For the methodology part, we regard the Intelligent Personal Assistant as a metamedium in analyzing the ability and potential it possesses to evolve and transform. We also touched upon the basic linguistic elements that were used in designing the processes of NLP. Finally, the complexity and systems thinking approach were brought in to emphasize the Intelligent Personal Assistant and NLP as both a self-contained entity and a part of the architecture.

 

Reference

1: Kim, Jessica. “Alexa, Google Assistant, and the Rise of Natural Language Processing.” Lighthouse Blog, 23 Jan. 1970, blog.light.house/home/2018/1/23/natural-language-processing-alexa-google-nlp.

2: Whitenton, Kathryn. “The Most Important Design Principles Of Voice UX.” Co.Design, Co.Design, 28 Apr. 2017, www.fastcodesign.com/3056701/the-most-important-design-principles-of-voice-ux.

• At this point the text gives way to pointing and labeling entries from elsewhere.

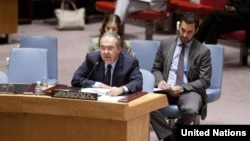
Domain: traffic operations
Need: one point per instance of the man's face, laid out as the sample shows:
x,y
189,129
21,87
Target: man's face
x,y
186,31
109,49
111,27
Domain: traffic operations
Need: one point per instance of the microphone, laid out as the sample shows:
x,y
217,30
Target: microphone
x,y
91,72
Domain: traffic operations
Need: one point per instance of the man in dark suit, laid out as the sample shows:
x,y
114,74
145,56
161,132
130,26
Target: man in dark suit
x,y
125,71
235,16
195,73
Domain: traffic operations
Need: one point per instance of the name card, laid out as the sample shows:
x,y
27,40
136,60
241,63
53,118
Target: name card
x,y
66,93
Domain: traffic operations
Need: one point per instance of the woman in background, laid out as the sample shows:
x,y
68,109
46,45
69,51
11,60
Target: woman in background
x,y
111,23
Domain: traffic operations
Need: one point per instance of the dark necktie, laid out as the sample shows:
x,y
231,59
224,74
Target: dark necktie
x,y
108,75
180,71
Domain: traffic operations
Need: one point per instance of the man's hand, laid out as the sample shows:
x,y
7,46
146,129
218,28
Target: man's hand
x,y
175,91
163,85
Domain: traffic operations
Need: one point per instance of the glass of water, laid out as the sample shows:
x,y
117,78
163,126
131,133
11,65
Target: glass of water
x,y
45,82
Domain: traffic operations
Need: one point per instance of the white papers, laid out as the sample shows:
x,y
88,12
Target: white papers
x,y
102,94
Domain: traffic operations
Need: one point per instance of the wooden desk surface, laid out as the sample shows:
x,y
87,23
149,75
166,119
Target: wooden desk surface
x,y
18,103
45,118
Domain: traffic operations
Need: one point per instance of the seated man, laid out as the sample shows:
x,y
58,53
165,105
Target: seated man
x,y
125,71
234,17
123,7
183,68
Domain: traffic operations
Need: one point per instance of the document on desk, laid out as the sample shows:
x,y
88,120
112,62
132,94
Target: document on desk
x,y
102,94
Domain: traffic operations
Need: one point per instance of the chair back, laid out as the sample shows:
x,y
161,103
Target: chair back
x,y
27,65
217,60
49,43
3,77
145,51
148,81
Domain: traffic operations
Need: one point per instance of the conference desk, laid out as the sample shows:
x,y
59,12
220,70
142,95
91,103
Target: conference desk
x,y
45,118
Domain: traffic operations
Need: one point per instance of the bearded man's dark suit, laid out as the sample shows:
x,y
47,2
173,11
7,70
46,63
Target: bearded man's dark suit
x,y
126,72
198,75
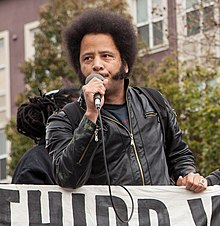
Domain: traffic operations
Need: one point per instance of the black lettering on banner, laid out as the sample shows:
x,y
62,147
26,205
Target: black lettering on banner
x,y
198,212
144,207
215,219
79,215
102,205
55,207
6,197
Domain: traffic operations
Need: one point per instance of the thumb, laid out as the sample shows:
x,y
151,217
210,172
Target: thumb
x,y
179,181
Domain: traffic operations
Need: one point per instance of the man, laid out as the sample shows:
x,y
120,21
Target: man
x,y
35,165
214,178
104,43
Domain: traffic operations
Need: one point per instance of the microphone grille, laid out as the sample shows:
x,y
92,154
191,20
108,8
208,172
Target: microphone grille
x,y
91,76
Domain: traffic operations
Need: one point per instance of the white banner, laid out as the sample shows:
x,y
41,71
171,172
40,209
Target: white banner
x,y
23,205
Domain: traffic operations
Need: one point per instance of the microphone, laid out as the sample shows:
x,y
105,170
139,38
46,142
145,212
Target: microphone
x,y
97,96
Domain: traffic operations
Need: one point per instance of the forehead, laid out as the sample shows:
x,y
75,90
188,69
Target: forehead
x,y
93,42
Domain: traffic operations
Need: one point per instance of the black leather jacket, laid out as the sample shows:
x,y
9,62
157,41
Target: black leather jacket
x,y
135,157
214,178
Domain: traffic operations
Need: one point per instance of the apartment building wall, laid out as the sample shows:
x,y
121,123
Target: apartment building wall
x,y
14,15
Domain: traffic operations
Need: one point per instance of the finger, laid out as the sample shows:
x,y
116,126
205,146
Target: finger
x,y
179,181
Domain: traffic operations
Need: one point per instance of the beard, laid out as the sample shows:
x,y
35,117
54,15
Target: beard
x,y
121,74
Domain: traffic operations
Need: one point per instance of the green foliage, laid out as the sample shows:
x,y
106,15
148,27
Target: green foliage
x,y
194,94
49,68
190,91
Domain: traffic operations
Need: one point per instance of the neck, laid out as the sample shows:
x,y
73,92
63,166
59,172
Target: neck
x,y
116,95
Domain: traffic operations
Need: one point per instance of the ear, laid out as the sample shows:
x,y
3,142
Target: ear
x,y
126,67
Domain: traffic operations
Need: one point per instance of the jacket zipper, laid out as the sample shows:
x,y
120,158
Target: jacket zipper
x,y
132,143
82,156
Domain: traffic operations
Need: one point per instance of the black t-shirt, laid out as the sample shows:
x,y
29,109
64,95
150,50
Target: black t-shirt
x,y
119,111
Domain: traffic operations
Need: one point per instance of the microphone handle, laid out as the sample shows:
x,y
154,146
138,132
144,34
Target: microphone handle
x,y
97,100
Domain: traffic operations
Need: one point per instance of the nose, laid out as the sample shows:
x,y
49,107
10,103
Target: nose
x,y
97,66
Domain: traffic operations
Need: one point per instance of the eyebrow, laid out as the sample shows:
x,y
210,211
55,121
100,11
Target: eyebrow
x,y
100,52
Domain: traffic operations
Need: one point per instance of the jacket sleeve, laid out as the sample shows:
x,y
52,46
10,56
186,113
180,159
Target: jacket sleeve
x,y
214,178
180,158
71,149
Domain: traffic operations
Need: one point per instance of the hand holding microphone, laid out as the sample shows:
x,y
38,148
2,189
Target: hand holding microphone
x,y
97,96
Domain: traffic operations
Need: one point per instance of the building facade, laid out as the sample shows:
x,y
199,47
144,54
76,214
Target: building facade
x,y
18,19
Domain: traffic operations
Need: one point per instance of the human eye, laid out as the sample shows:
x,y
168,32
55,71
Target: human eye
x,y
87,58
107,56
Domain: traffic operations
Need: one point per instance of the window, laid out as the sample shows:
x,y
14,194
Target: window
x,y
3,155
4,99
150,18
29,31
199,16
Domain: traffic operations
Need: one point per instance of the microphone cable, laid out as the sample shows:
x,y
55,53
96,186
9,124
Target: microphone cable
x,y
108,177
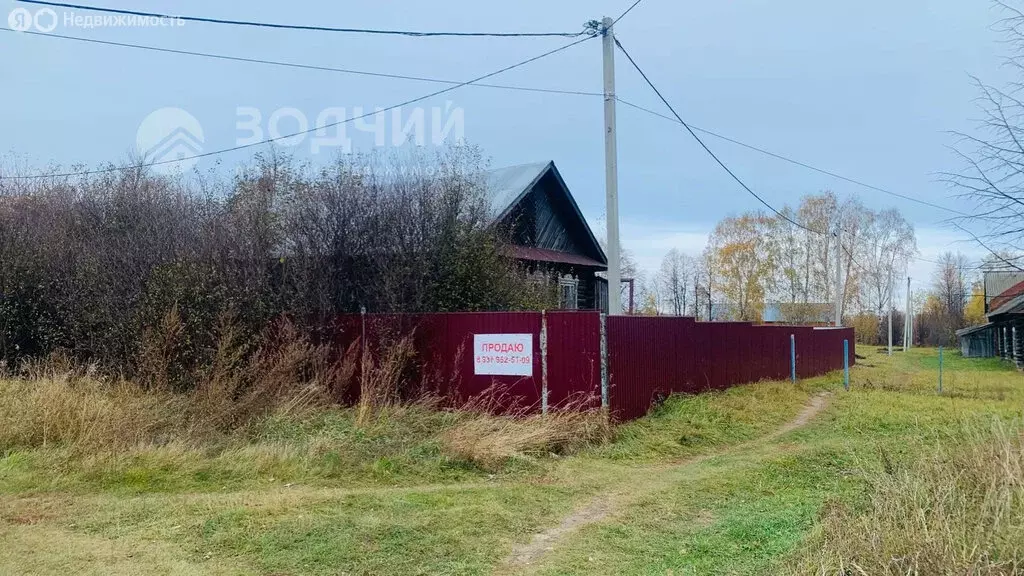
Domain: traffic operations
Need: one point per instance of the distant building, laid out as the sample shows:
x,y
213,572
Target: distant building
x,y
548,232
808,314
1003,335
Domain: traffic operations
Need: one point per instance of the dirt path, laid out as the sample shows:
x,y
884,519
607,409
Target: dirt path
x,y
523,558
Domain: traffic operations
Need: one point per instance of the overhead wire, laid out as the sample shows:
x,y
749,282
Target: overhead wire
x,y
798,162
381,32
707,149
300,132
298,66
628,10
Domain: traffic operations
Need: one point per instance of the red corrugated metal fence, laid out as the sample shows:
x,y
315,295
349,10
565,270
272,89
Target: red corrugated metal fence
x,y
647,359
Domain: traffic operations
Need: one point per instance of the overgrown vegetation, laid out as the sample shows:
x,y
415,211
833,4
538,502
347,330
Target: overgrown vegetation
x,y
891,478
956,511
136,273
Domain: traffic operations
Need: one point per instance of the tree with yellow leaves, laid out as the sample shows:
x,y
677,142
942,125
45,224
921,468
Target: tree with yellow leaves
x,y
742,262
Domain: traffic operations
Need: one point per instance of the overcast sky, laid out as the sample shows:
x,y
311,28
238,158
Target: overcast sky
x,y
867,89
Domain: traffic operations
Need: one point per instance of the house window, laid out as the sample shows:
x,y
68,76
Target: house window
x,y
568,291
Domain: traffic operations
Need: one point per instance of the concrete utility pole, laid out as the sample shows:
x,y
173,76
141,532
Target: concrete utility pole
x,y
890,306
906,319
839,280
611,169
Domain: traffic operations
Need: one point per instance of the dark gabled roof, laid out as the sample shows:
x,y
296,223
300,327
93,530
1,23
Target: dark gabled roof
x,y
971,330
545,255
508,187
1013,305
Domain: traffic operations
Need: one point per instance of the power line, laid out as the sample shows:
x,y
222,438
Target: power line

3: Irvine, Martin. “Key Concepts in Technology, Week 4: Information and Communication.” YouTube, YouTube, 14 Sept. 2014, www.youtube.com/watch?v=-6JqGst9Bkk&feature=youtu.be.

4: Pinker, Steven. “Steven Pinker: Linguistics as a Window to Understanding the Brain.” YouTube, YouTube, 6 Oct. 2012, www.youtube.com/watch?v=Q-B_ONJIEcE.

5: Cjamdrayam, Promod. “A Guide To NLP : A Confluence Of AI And Linguistics.” Codeburst, Codeburst, 22 Oct. 2017, codeburst.io/a-guide-to-nlp-a-confluence-of-ai-and-linguistics-2786c56c0749.

6: Charlton, Alistair. “Alexa vs Siri vs Google Assistant: What Does the Future of AI Look like?” Gearbrain, Gearbrain, 27 Nov. 2017, www.gearbrain.com/alex-siri-ai-virtual-assistant-2510997337.html.

7: Manovich, Lev. Software Takes Command. vol. 5;5.;, Bloomsbury, London;New York;, 2013.

8: Tractica. “The Virtual Digital Assistant Market Will Reach $15.8 Billion Worldwide by 2021.” Tractica, 3 Aug. 2016, www.tractica.com/newsroom/press-releases/the-virtual-digital-assistant-market-will-reach-15-8-billion-worldwide-by-2021/.

9: Irvine, Martin. “Media, Mediation, and Sociotechnical Artefacts: Methods for De-Blackboxing.” 2018.